ISO 42001 cost calculator

What each part of the calculator means

The estimate is built from a few inputs and broken down into clear cost lines. Here is what each one represents.

New certification vs re-certification

New certification models a first-time project: building the management system from your chosen starting point, then paying for the initial two-stage audit. Re-certification assumes the system already exists and models the ongoing cycle — two years of surveillance audits followed by the full re-certification audit in year three.

Organisation size (employees)

The single biggest driver of the audit fee. UKAS-accredited bodies set audit duration using the mandatory IAF rules, which scale with headcount. More employees means more audit days, and each day is charged at a certification-body day rate (we model around £1,300/day, ex-VAT).
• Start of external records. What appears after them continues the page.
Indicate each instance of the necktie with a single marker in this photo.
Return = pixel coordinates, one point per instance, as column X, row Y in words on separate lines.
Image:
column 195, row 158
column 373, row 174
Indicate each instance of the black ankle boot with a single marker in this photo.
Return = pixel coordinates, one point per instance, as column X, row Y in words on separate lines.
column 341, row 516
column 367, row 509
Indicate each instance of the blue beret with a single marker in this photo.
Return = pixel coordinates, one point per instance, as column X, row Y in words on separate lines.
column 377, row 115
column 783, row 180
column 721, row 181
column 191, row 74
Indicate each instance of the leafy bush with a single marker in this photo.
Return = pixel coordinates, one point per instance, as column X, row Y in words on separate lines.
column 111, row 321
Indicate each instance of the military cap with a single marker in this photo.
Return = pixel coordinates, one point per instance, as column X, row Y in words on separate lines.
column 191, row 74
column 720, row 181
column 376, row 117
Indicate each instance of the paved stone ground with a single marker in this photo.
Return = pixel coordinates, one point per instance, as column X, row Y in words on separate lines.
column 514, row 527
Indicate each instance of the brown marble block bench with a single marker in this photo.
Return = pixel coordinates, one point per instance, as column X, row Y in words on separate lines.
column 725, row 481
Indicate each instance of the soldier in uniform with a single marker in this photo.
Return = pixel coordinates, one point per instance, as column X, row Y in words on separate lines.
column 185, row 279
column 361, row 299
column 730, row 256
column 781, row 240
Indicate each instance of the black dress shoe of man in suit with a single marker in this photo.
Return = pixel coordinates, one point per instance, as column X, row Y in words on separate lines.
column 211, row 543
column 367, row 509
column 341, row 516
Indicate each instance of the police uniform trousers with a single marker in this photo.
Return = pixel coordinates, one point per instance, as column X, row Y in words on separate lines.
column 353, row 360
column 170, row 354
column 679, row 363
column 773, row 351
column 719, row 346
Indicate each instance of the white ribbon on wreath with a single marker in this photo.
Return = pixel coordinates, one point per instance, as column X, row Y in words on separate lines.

Management-system maturity

How much you already have in place. "Starting from scratch" assumes no documented system, so the most implementation effort. "Some processes documented" and "Already running an ISO-style system" progressively reduce the build effort — often the difference between a cheap project and an expensive one.

Implementation approach

The trade-off between external fees and your own team's time. Consultant-led minimises internal disruption but adds consultancy fees (modelled near £950/day). In-house avoids most fees but uses far more internal staff time (valued at a loaded rate around £280/day). Hybrid sits between the two.

Additional sites in scope

Each site beyond your main location adds both audit time and implementation effort. Certification bodies may apply a multi-site sampling approach that softens the audit increase, but more sites still cost more overall.

Optional add-ons

Common extras that are not strictly required but are widely bought: a formal gap analysis before you start, an outsourced internal audit where you lack in-house capacity, and training for a lead implementer or internal auditor. Toggle these to see their effect.
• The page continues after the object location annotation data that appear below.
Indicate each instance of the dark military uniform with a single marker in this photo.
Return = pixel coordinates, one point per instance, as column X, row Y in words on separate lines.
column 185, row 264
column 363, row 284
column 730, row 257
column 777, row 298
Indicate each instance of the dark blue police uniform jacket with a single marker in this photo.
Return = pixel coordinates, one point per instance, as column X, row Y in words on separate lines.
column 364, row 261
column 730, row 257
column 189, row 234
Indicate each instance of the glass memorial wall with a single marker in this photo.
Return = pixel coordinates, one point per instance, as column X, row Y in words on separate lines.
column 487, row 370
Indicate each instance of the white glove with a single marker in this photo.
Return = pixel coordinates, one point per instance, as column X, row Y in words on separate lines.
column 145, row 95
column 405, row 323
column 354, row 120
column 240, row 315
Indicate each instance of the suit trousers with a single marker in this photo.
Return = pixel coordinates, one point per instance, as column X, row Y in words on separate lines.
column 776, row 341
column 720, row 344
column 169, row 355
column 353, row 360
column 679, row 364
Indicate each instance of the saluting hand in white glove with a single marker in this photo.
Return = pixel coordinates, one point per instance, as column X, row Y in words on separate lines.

Integrate with an existing certification

If you already hold another ISO certification (for example ISO 9001), a new standard can share documentation and combined audit days through an integrated management system, cutting both build and audit cost.

Implementation total

The cost of building the system before any audit: consultant fees plus the value of your internal staff time. Shown only for new certification, since a re-certification assumes the system is already built.
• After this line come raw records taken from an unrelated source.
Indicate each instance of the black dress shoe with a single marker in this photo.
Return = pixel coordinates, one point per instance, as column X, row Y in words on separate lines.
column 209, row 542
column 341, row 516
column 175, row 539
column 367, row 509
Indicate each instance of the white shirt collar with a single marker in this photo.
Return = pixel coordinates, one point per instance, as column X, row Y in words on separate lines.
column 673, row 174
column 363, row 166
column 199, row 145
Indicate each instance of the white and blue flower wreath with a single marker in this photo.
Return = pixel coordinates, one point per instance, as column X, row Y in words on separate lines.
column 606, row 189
Initial certification audit

The fee paid to the certification body for the two-stage initial assessment (Stage 1 documentation review and Stage 2 on-site audit). This is what earns you the certificate.

Annual surveillance audit

A shorter audit the body carries out in the years between full assessments (typically years one and two of each cycle) to confirm your system is still working. Modelled at roughly a third of the initial audit fee.

Re-certification (year 3)

At the end of each three-year cycle the certificate expires and a fuller re-certification audit is required to renew it. Modelled at around 70% of the initial audit fee — less than the first time, because the system is established.

3-year cost of ownership

The headline planning figure: the total across a full three-year cycle. For a new certification that is year-one build and audit plus two surveillance years plus the year-three re-certification. It is the most realistic number to budget against, because certification is an ongoing commitment, not a one-off purchase.